2QFY19 core earnings turned a net profit of RM9.2m, from a net loss of RM0.5m in 1QFY19. On yoy basis, core earnings surged by over three folds. This was due to the inclusion of Pintary International’s progress billings for the entire 2QFY19 period. To recap, Pintaras completed the acquisition on 14 Sep 2018 after receiving shareholders’ approval.

2HFY19 broadly inline with our estimate

2HFY19 core earnings grew 15.4% yoy and was broadly inline with our estimates at 52.9%. Still, margins were lower due to higher progress billing mix from the Singapore segment, which counted c.63% of total revenue.

Margin pressures on heavy reliance in Singapore

After the acquisition, it has secured RM148m of new jobs in Singapore which brings total outstanding orderbook to RM270m. However, we expect margins will continue to be under pressure as Singapore jobs generally commands low margins due to the highly competitive nature of the market there. On the other hand, management expects outlook for the domestic market to remain challenging in the view of prudent government spending and sluggish property segment.

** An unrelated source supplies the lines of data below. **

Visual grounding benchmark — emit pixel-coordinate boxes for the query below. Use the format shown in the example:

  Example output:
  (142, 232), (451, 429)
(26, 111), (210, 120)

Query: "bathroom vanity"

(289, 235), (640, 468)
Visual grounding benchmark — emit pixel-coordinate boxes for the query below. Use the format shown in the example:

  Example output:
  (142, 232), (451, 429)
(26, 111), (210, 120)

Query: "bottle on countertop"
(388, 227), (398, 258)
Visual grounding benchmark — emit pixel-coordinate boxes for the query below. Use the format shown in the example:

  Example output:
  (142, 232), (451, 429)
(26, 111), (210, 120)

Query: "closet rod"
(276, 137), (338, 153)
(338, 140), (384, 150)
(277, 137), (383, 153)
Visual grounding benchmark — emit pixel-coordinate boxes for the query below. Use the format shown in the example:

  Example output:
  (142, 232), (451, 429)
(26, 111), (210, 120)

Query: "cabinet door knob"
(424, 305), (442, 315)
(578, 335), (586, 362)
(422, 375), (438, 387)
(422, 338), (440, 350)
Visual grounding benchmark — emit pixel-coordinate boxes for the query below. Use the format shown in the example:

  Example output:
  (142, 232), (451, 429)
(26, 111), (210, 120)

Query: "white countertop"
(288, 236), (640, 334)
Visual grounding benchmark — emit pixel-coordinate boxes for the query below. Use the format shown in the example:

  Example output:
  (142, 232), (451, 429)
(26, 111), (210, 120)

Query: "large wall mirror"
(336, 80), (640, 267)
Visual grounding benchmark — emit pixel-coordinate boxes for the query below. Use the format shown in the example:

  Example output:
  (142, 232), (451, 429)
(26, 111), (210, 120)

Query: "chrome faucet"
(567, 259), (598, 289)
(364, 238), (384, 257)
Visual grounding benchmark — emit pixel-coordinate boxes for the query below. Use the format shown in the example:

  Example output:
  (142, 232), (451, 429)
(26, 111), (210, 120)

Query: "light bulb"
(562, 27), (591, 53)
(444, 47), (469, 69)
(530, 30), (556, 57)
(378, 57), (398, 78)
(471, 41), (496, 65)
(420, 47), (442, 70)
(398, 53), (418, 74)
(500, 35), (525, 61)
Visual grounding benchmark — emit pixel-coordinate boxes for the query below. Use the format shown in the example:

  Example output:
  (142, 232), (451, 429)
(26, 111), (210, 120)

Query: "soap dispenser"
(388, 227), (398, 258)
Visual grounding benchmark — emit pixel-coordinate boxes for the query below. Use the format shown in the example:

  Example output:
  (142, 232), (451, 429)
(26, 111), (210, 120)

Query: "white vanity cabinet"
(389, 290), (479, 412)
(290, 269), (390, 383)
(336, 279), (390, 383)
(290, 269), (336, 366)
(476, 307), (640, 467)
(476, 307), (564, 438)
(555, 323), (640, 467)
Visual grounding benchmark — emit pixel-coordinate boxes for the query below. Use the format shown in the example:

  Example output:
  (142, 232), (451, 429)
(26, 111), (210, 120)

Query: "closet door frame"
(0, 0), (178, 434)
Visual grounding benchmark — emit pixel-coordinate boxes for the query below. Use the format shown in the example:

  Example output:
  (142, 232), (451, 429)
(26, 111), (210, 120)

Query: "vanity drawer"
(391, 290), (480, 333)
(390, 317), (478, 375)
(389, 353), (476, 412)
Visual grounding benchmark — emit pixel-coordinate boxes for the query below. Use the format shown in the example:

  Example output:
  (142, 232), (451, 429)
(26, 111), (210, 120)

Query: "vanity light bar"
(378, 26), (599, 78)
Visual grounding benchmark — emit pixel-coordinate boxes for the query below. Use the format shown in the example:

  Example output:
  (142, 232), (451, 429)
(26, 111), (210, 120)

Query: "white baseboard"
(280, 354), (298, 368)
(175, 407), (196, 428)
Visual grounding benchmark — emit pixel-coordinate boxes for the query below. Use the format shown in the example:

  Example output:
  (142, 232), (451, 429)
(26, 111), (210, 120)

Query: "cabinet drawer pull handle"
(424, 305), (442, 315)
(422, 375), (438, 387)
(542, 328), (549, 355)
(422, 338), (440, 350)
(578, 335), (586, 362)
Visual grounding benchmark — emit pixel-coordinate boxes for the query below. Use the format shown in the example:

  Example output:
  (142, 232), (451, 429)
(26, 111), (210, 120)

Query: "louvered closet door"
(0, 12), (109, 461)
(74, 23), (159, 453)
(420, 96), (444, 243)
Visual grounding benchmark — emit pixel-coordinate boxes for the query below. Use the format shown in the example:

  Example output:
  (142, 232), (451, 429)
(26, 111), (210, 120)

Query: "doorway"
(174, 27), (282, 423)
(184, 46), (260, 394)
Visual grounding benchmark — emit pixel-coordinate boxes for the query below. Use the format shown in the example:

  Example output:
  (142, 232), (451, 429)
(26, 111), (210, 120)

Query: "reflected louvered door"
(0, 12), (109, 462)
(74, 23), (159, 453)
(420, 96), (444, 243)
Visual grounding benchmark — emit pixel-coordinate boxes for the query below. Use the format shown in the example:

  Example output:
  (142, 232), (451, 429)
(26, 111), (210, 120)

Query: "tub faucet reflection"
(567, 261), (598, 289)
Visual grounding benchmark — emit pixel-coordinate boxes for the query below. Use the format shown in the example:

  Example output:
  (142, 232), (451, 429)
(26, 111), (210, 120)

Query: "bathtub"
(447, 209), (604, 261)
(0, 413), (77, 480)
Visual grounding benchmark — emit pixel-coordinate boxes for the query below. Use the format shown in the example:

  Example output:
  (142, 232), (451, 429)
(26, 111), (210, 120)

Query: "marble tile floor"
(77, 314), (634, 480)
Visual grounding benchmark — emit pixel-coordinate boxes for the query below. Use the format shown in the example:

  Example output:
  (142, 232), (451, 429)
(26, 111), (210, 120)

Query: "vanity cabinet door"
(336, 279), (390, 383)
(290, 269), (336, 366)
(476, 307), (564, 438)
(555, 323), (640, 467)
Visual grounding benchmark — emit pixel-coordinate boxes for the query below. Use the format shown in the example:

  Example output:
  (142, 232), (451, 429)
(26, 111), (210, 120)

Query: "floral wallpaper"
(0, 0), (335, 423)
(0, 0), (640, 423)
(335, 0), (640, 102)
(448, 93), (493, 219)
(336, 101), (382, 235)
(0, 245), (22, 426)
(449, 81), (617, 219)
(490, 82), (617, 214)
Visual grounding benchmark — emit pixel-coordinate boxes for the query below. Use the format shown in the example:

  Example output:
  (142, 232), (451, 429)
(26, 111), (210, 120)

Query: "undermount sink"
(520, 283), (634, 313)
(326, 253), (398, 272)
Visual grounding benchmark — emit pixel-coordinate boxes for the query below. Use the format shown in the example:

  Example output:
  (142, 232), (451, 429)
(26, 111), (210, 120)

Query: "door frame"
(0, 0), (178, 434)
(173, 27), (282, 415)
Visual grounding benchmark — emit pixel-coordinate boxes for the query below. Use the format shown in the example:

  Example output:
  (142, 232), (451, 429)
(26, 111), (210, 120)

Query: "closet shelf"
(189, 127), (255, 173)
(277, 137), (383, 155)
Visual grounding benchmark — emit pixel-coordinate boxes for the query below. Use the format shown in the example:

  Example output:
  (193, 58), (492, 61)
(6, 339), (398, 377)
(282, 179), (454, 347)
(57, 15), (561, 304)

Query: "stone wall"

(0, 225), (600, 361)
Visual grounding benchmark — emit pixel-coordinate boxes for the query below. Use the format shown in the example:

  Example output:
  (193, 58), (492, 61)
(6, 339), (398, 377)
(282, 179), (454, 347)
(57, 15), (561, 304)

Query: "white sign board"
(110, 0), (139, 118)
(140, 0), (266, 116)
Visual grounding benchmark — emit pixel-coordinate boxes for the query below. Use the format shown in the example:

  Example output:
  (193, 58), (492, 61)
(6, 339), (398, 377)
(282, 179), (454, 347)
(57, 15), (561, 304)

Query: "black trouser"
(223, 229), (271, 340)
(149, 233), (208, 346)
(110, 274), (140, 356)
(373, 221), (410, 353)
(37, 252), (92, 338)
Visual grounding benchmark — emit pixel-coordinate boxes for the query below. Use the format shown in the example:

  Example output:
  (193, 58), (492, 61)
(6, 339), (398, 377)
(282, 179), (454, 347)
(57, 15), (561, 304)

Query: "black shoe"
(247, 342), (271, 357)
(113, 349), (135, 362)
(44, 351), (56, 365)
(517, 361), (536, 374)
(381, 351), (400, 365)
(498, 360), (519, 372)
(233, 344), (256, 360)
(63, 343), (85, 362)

Maintain Hold and TP of RM2.30

We maintain our HOLD recommendation and TP of RM2.30. We are cautious on its prospect and margin pressures as it continues to rely on job wins in Singapore. The existing orderbook of RM270m also offers limited visibility, lasting for 1-2 years. Notwithstanding, current share price offers attractive dividend yield of 8.7% based on 20sen DPS per annum assumed. Accumulate on dips.